Seperti sejarah, cara berpikir mengenal awal-mulanya sedemikian rupa hingga kita dapat menilai dunia, dan mungkin saja kita lupa prosesnya macam apa. Untuk mengatakan aktivitas seorang seniman macam Ugo Untoro itu romantis, misal, begitu “as I like it” saja. Semoga Anda jauh lebih sistematis dan tidak suka-suka gue.
Saya dapat belajar dari kasus menilai aktivitas seni Ugo. Mungkin dimulai dari imajinasi saya atas pecahnya Revolusi Prancis 1789 yang bikin anak ayam Romantik berciak-ciakkan di Inggris. Saya sendiri tidak terlalu percaya semua dimulai dari pintu tetangga sebelahnya, tapi melihat jejaknya pada helm resimen infanteri mereka, bak bulu-bulu anak ayam, bukan, saya kembali yakin. Sejarah tidak diduga-duga, seperti pikiran.
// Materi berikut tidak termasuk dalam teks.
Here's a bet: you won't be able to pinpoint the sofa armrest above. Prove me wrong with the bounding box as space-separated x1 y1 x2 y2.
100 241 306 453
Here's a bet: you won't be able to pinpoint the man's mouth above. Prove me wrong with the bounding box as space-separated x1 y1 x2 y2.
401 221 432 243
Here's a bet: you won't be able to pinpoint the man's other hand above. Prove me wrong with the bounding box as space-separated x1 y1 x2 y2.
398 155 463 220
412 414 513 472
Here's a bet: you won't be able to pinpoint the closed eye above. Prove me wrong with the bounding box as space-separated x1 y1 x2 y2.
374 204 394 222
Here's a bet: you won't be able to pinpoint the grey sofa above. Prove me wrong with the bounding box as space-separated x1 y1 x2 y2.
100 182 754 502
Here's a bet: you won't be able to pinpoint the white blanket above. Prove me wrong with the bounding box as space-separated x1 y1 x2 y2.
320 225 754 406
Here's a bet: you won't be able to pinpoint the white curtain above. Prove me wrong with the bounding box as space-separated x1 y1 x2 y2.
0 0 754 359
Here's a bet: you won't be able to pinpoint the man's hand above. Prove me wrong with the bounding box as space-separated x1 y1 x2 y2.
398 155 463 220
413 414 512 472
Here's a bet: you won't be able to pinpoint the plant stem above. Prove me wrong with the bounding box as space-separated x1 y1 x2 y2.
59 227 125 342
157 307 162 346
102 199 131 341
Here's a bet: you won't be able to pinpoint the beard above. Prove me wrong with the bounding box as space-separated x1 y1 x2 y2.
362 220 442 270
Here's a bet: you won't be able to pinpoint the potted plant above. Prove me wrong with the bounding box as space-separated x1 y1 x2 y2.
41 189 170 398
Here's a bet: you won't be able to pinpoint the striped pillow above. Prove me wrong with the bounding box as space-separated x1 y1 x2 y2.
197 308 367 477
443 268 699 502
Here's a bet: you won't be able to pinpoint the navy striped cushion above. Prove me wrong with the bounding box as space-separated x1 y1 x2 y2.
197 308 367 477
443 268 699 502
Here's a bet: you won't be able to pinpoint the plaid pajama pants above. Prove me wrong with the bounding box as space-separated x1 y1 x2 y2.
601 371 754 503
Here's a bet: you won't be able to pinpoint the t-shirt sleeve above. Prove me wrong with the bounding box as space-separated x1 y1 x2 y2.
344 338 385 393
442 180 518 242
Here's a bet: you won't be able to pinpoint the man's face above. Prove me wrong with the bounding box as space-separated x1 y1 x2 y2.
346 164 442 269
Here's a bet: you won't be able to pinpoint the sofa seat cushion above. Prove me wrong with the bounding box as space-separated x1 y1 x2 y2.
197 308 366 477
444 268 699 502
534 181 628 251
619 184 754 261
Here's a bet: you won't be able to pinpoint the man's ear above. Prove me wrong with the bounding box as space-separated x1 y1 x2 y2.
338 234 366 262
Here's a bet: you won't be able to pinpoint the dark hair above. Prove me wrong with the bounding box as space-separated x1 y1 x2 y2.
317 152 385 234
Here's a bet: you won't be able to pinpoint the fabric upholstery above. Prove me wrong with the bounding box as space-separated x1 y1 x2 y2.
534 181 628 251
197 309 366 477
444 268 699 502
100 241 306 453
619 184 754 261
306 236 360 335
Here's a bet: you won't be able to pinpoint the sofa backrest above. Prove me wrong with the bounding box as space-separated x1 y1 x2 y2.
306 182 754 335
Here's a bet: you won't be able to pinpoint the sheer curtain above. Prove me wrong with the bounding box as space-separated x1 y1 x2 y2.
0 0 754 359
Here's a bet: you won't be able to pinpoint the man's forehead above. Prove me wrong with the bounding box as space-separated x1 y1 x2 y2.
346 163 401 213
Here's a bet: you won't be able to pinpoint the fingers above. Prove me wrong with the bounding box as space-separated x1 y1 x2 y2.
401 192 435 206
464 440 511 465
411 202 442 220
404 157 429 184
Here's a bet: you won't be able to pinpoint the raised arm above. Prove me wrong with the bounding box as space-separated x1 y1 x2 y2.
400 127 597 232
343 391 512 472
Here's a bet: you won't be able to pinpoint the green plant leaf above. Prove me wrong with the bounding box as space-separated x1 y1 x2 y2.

Dan memang dari bulu ayam, siapa bilang bulu singa, apalagi unicorn—bisa-bisa belenggunya lepas karena tak sudi dicukur atas nama infanteri. Salah-salah saya bisa kena tulah: Honi soit qui mal y pense; celakalah saya jika menjelek-jelekkan mereka yang amat menjunjung Tuhan dan haknya sendiri—Dieu et mon droit. Menurut orang kena tulah “bahasa Prancis dalam lambang negara mereka merupakan jejak dari Revolusi tersebut”. Jangan dengarkan dia, saya hanya bisa pastikan mereka bertetangga dari dulu dan rumput tetangga selalu tampak lebih hijau.
Dan Romantik itu singkat saja, seperti nonton bioskop. Satu jam lebih menahan kantuk, kencing di seperempat putaran pertama, keluar, makan popcorn sisa-sisa, di gigi terdengar geluduk, hujan di luar, lupa deh sama filmnya karena lebih penting mengingat payung. Beda dengan lihat-lihat lukisan, semenit dua menit, nempel di ingatan sepanjang hayat dijunjung badan. Itu yang terjadi pada saya dan karya-karya seni. Beberapa karya di ingatan saya itu bahkan memproduksi cerita, dunia, sesuatu, tiada henti, tak ada happy ending-nya meski semua perupa pasti happy dong kalau karyanya diboyong orang-suka sekian rupiah. Penyair juga happy jika bukunya dipesan-borong buat cinderamata.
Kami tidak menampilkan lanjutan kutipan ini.